|Joseph took Mary into his home.|
Praised be Jesus, Mary, and Joseph.
When St. Joseph chose Mary to be his wife, he probably had plans for their life together: a modest family supported by his job as a carpenter, a house which he had built himself, and perhaps a simple life which he had always lived. I am so sure that the child that Mary bore in her womb before they came together as husband and wife was not part of that plan. It is not that St. Joseph did not plan to have children with Mary, but rather, the circumstance of her pregnancy made it so clear to him that the woman he intended to marry was no ordinary maiden. She was chosen for something great as she conceived even without his help. She conceived by the power of the Holy Spirit. This was clearly a heavenly sign of something great and awesome – something so very different from the simple and quiet life he first planned. Definitely, this was not for him, for he was a simple carpenter, a devout and just man who was content with a quiet life. He could not see himself as part of this Divine Plan that God had for Mary his betrothed wife.
It was an angel that appeared to him in a dream that assured him that God wanted him to be part of this plan: “Joseph, son of David, do not be afraid to take Mary for your wife for she conceived by the Holy Spirit. She will bear a son and you shall name him Jesus.” Mary will give birth but it would be Joseph who would take the responsibility of fatherhood for that child. He will name the child Jesus because he will save his people from their sins.

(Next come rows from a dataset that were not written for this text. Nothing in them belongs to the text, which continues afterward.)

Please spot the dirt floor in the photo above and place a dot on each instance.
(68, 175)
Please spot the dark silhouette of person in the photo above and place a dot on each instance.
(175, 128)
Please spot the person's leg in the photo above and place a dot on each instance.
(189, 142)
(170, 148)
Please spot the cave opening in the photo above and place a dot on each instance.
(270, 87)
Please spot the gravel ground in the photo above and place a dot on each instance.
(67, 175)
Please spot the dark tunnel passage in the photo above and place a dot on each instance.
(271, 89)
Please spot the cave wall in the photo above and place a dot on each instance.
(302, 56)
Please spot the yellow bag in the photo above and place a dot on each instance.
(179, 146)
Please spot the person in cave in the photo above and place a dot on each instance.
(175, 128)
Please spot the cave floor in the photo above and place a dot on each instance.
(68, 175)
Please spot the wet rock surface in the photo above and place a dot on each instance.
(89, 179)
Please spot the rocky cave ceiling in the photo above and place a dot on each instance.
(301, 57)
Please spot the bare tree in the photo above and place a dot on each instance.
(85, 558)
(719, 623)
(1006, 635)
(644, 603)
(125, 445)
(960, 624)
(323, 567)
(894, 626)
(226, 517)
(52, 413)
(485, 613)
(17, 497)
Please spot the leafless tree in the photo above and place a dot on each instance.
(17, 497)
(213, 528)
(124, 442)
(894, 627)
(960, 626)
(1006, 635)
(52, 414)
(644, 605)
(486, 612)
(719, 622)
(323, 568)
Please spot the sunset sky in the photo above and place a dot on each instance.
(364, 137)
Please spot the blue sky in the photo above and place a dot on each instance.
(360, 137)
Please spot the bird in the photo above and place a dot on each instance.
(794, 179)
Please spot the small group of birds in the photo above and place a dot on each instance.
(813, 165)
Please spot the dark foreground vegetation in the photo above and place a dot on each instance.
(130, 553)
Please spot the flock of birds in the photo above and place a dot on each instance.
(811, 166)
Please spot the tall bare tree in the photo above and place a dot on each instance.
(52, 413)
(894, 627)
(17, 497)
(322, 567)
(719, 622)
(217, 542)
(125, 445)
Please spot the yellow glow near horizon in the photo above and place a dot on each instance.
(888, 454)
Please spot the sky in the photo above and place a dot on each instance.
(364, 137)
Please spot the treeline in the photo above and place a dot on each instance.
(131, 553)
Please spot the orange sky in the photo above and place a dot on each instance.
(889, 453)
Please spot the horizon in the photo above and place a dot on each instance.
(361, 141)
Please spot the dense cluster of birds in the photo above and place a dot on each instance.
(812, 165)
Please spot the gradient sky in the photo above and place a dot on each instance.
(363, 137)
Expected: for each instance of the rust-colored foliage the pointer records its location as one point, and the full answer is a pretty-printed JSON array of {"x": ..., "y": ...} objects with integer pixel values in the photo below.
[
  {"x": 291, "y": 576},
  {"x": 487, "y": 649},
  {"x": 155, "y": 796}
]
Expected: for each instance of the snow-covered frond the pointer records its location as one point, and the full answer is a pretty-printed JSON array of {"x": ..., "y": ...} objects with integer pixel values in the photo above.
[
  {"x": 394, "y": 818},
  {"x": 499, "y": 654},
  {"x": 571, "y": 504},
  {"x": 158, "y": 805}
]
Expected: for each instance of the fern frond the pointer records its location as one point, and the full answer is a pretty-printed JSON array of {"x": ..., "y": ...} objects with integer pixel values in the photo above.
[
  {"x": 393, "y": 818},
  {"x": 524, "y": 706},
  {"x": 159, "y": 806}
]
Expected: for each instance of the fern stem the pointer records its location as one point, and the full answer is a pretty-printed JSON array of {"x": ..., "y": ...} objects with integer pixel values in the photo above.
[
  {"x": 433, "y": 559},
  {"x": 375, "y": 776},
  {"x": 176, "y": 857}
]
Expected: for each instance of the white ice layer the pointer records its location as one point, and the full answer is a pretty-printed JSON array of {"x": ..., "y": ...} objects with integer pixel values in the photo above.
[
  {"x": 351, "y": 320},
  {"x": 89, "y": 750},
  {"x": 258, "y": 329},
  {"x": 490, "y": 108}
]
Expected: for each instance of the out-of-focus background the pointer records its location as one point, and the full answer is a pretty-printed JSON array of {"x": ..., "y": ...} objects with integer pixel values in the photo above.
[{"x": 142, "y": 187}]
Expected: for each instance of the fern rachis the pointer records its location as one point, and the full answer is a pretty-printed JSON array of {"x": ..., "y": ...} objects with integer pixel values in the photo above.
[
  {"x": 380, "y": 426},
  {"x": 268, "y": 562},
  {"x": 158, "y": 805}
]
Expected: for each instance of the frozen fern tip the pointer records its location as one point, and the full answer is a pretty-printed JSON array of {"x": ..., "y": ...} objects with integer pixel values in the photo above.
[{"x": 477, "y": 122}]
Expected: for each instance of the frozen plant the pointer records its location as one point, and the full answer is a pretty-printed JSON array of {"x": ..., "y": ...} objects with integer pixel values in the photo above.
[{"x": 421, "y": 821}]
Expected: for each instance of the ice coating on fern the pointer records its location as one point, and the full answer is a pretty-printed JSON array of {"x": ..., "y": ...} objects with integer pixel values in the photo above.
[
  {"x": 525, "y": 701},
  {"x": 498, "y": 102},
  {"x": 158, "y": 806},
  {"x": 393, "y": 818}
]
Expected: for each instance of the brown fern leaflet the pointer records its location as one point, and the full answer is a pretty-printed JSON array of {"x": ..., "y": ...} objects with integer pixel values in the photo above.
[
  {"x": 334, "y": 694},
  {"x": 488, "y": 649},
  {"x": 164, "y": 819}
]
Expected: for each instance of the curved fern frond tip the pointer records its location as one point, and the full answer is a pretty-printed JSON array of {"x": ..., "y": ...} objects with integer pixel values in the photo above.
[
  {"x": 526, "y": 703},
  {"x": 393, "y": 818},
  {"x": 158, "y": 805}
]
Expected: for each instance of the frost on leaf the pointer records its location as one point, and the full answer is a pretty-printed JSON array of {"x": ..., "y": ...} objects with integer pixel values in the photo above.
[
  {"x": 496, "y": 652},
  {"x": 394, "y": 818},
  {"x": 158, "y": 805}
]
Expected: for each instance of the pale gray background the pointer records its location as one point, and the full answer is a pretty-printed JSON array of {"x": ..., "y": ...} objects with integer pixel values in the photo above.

In Mary is the fulfillment of the prophecy of Isaiah: The virgin will conceive and bear a son who will be named Emmanuel, meaning God is with us. The point of wonder here is not only the fact that a lowly virgin becomes the Mother of God. Even more wonderful is that God comes down from heaven to dwell among us. God dwells among us – and for St. Joseph, it will even have a greater implication: God will dwell in his house.
And St. Joseph need not fear that a mystery so great is coming into his house because God does not intend to destroy the simplicity of Joseph’s house. As his coming into Mary’s womb did not compromise nor destroy her virginity, so also his coming into Joseph’s house will not destroy its simplicity and silence. He does not intend to come as He did on Mt. Sinai amidst cloud and lightning. He will come in the simplicity of a little baby. He will not disturb his silence with peals of thunder. He will come in the tranquility of a silent night, holy night. And later on, St. Joseph will see it for himself: God the Son will grow up learning the trade of a carpenter in his house. His house will not be disturbed by curious onlookers because the child will not pursue a celebrity status. The child will grow up in the anonymity of Nazareth. In his house, God will not flaunt his divinity. Rather, God will humbly submit himself in filial obedience to him and to Mary.
And this is the humble way which God incarnate will teach us: the way of humility and silence. This is the way that he wants his Church to tread. Pope Francis warns us against spiritual worldliness in the Church: “… this spiritual worldliness lurks behind a fascination with social and political gain, or pride in their ability to manage practical affairs, or an obsession with programmes of self-help and self-realization. It can also translate into a concern to be seen, into a social life full of appearances, meetings, dinners and receptions. It can also lead to a business mentality, caught up with management, statistics, plans and evaluations whose principal beneficiary is not God’s people but the Church as an institution. The mark of Christ, incarnate, crucified and risen, is not present; closed and elite groups are formed, and no effort is made to go forth and seek out those who are distant or the immense multitudes who thirst for Christ. Evangelical fervour is replaced by the empty pleasure of complacency and self-indulgence.” [Francis, Evangelii Gaudium, 95.] Pope Francis criticizes this as something which is not truly according to the path taught to us by Jesus: “How often we dream up vast apostolic projects, meticulously planned, just like defeated generals! But this is to deny our history as a Church, which is glorious precisely because it is a history of sacrifice, of hopes and daily struggles, of lives spent in service and fidelity to work, tiring as it may be, for all work is “the sweat of our brow”. [Evangelii Gaudium, 96.] I think that Pope Francis’ choice that he begins his Petrine Ministry on the Feast of St. Joseph should signal for us that he intends to lead the Church back to the path of simplicity that first shone in the house of Joseph. And we should not fear to take up this task: the task of welcoming Christ into our home as Joseph did. And Jesus will teach us what he learned in the house of Joseph: the lessons of sacrifice, service, fidelity to work…work as the “sweat of our brow.”
Jesus, I trust in you. O Mary conceived without sin, pray for us who have recourse to thee.